The Articles of Confederation, however, limited Congress to those powers “expressly” listed. There were no implied powers. Some advocates of states' rights interpret the Tenth Amendment similarly, but the word “expressly” was considered and rejected during the debates over the proposed Tenth Amendment in Congress. The true meaning of the Tenth Amendment, and the extent of state versus federal power, would ultimately be tested by the Civil War.
After the Civil War, some states tried to craft unique solutions to social problems, becoming “laboratories of democracy” in the words of Justice Louis Brandeis.
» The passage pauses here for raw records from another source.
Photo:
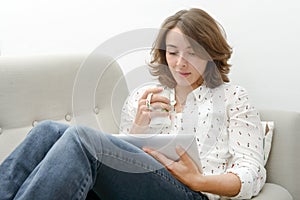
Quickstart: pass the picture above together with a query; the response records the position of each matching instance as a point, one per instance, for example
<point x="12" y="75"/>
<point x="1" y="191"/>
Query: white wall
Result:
<point x="264" y="35"/>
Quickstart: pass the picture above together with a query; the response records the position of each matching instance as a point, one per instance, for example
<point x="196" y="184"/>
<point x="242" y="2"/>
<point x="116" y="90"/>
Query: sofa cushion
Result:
<point x="273" y="191"/>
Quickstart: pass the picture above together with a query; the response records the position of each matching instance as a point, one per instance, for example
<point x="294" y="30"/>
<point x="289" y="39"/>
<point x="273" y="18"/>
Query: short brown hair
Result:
<point x="199" y="26"/>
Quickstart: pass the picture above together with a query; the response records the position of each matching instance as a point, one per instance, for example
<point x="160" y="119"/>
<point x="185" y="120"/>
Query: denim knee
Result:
<point x="47" y="128"/>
Wyoming, which needed more women settlers, became the first state to grant women the right to vote in 1869. During the Progressive Era, states passed social welfare legislation that regulated working conditions and hours. But the Supreme Court struck down many of these state laws as violating personal liberty of the employees. Nonetheless, many Americans believe that states should be free to experiment with their own standards for social problems.
For example, some states now allow legalization of marijuana, both for personal and medical purposes. But federal law bans marijuana as a controlled substance, and the Supremacy Clause in Article VI of the Constitution makes federal law superior to state law. Therefore, the Supreme Court upheld the power of the federal government to regulate even homegrown marijuana in Gonzales v. Reich (2005).